API de Estimadores de Scikit-Learn

Básicos de la API

Most commonly, the steps in using the Scikit-Learn estimator API are as follows (we will step through a handful of detailed examples in the sections that follow).

  1. Choose a class of model by importing the appropriate estimator class from Scikit-Learn.
  2. Choose model hyperparameters by instantiating this class with desired values.
  3. Arrange data into a features matrix and target vector following the discussion above.
  4. Fit the model to your data by calling the fit() method of the model instance.
  5. Apply the Model to new data:
    • For supervised learning, often we predict labels for unknown data using the predict() method.
    • For unsupervised learning, we often transform or infer properties of the data using the transform() or predict() method.
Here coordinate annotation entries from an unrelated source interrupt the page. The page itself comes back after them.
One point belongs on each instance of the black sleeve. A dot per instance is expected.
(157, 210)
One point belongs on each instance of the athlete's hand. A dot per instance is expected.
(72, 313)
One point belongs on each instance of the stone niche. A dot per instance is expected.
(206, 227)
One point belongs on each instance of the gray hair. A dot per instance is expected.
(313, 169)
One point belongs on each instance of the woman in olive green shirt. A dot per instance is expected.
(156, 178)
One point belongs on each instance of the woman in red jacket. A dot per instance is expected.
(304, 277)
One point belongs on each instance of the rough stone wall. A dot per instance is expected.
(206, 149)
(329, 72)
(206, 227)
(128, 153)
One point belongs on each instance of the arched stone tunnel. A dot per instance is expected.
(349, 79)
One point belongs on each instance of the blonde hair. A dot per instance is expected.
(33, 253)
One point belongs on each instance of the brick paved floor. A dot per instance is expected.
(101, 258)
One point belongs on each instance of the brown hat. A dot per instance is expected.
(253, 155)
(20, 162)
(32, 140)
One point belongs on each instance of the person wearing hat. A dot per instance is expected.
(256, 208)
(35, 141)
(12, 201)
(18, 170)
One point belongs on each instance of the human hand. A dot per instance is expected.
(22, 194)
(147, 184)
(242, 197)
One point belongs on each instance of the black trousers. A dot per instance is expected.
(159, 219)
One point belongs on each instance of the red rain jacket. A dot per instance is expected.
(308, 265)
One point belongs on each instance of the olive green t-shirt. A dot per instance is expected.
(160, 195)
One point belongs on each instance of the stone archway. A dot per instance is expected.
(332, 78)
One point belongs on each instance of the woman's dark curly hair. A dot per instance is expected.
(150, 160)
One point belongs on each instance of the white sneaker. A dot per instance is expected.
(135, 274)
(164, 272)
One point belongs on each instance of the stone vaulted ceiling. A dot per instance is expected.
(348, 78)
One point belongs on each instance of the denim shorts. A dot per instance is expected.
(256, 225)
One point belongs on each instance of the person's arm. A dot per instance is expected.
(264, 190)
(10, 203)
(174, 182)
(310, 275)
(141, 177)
We will now step through several simple examples of applying supervised and unsupervised learning methods.

Ejemplo de aprendizaje supervisado: regresión lineal simple

In [5]:
import matplotlib.pyplot as plt
import numpy as np

rng = np.random.RandomState(42)
x = 10 * rng.rand(50)
y = 2 * x - 1 + rng.randn(50)
plt.scatter(x, y);

1. Elegir una clase de model

In [6]:
from sklearn.linear_model import LinearRegression

2. Elegir los hiperparametros del model

In [7]:
model = LinearRegression(fit_intercept=True)
model
Out[7]:
LinearRegression(copy_X=True, fit_intercept=True, n_jobs=1, normalize=False)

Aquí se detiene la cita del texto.